Re: HTML/SGML parsing (re: sgml-lex)

Daniel W. Connolly (connolly@w3.org)
Thu, 11 Jul 1996 02:21:16 -0400


Message-Id: <199607110621.CAA06909@anansi.w3.org>
To: James Tauber <jtauber@library.uwa.edu.au>
cc: Jim Taylor <JHTaylor@videodiscovery.com>, www-html@w3.org
Subject: Re: HTML/SGML parsing (re: sgml-lex) 
In-reply-to: Your message of "Thu, 11 Jul 1996 13:49:51 +0800."
             <Pine.SUN.3.91.960711132659.29532A-100000@docker.library.uwa.edu.au> 
Date: Thu, 11 Jul 1996 02:21:16 -0400
From: "Daniel W. Connolly" <connolly@w3.org>

In message <Pine.SUN.3.91.960711132659.29532A-100000@docker.library.uwa.edu.au>
, James Tauber writes:
>
>The relevant production for a start-tag is
>
>start-tag = "<", gi, att-spec-list, s*, ">"	(modified [14])

By the way, these productions are available at:

http://www.w3.org/pub/WWW/MarkUp/SGML/productions.html

(thanks to Eric Naggum. html-ization by yours truly, with
thanks to perl by Larry Wall et. al.)


>> The flex input file seems to indicate that spaces but not other
>> whitespace can come after the attribute name and the =. Is this part
>> of SGML syntax?
>
>No.

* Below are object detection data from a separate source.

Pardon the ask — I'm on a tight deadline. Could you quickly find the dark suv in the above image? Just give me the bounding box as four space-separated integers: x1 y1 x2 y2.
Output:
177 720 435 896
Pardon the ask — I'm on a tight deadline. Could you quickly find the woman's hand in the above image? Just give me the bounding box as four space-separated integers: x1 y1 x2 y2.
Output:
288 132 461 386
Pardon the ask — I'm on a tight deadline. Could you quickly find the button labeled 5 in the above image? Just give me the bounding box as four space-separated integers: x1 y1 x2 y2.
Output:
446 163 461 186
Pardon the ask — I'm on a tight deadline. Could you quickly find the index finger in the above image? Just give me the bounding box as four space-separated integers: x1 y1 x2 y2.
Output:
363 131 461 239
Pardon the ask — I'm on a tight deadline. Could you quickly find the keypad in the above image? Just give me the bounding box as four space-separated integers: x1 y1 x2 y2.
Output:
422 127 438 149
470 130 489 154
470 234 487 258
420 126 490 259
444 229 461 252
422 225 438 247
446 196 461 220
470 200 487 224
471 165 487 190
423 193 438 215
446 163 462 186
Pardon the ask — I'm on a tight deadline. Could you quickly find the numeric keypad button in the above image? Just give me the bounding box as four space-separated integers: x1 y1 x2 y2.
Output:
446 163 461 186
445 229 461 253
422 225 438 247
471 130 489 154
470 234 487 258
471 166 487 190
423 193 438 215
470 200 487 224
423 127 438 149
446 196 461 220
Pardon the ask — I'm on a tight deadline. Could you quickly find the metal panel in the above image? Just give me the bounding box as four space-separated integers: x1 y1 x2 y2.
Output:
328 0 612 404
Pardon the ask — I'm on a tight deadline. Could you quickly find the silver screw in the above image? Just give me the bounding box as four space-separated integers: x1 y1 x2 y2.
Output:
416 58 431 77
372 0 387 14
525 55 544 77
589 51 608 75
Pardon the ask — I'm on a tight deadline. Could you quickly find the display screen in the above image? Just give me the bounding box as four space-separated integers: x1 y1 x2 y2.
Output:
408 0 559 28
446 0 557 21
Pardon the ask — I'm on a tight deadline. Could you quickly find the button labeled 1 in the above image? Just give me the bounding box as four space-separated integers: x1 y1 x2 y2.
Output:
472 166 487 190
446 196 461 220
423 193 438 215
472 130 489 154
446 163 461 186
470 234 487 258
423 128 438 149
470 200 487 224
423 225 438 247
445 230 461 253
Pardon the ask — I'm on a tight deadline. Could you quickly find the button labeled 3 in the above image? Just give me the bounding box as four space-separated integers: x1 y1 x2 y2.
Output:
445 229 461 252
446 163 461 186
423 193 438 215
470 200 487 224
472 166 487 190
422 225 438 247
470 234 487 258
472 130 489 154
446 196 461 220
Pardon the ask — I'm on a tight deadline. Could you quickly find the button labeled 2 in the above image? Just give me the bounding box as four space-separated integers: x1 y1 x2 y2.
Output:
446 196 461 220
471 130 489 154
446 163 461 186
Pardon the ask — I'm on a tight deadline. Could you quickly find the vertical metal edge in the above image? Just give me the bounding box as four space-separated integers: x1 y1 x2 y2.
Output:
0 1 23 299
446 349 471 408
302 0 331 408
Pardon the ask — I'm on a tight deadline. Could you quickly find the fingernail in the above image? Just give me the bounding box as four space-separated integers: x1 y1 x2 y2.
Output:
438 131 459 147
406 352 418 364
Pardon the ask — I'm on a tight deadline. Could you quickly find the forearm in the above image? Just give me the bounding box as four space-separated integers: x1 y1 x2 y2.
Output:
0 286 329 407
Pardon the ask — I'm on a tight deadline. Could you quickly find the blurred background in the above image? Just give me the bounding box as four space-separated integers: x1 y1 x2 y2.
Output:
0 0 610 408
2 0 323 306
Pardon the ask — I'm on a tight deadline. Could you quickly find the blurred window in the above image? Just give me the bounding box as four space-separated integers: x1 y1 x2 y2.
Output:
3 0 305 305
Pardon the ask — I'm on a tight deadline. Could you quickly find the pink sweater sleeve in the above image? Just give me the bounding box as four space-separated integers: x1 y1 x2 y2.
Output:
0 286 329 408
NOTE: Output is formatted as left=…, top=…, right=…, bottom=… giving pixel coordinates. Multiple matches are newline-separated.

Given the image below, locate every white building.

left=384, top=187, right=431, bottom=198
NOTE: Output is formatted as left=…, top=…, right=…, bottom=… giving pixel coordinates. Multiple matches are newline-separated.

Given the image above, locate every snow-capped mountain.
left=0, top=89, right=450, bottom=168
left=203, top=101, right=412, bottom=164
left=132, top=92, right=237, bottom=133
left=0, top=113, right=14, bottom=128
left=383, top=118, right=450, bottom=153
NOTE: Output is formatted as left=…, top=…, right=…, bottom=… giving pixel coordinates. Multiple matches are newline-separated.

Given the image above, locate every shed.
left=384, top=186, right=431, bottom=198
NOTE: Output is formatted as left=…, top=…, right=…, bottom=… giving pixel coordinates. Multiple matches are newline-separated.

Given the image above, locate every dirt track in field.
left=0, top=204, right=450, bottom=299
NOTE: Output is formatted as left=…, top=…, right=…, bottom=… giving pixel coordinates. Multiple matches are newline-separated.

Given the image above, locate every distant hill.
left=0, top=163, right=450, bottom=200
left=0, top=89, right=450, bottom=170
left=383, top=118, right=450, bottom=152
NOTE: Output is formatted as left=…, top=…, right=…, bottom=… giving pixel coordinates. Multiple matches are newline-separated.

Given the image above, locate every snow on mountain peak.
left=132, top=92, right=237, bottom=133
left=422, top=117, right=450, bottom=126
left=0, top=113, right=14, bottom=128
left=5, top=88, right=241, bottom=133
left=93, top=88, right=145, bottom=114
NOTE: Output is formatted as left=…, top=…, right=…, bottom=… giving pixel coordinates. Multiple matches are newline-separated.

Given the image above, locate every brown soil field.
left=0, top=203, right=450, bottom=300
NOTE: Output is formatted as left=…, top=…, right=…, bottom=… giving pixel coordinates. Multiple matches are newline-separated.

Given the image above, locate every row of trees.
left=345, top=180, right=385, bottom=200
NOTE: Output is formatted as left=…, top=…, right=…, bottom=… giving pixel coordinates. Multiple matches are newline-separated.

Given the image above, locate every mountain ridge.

See the above production.

James is right, but so is the flex spec. The {s}* means
not just spaces, but s as in section 6.2.1 of the SGML standard:

===================
http://www.w3.org/pub/WWW/MarkUp/SGML/sgml-lex/sgml.l
$Id: sgml.l,v 1.9 1996/02/07 15:32:28 connolly Exp $

/* 6.2.1 Space */
s		{SPACE}|{RE}|{RS}|{SEPCHAR}

...

  /* <a ^href = "xxx"> -- attribute name */
<ATTR>{name}{s}*={ws}
===================

Perhaps what confused you is {ws}, which is an invention of my own for
convenience. I used it in lots of places, but between attribute name
and =, I used {s}* in stead -- for no reason that I can recall. They
are equivalent by definition:

/* trailing white space */
ws		({SPACE}|{RE}|{RS}|{SEPCHAR})*


Dan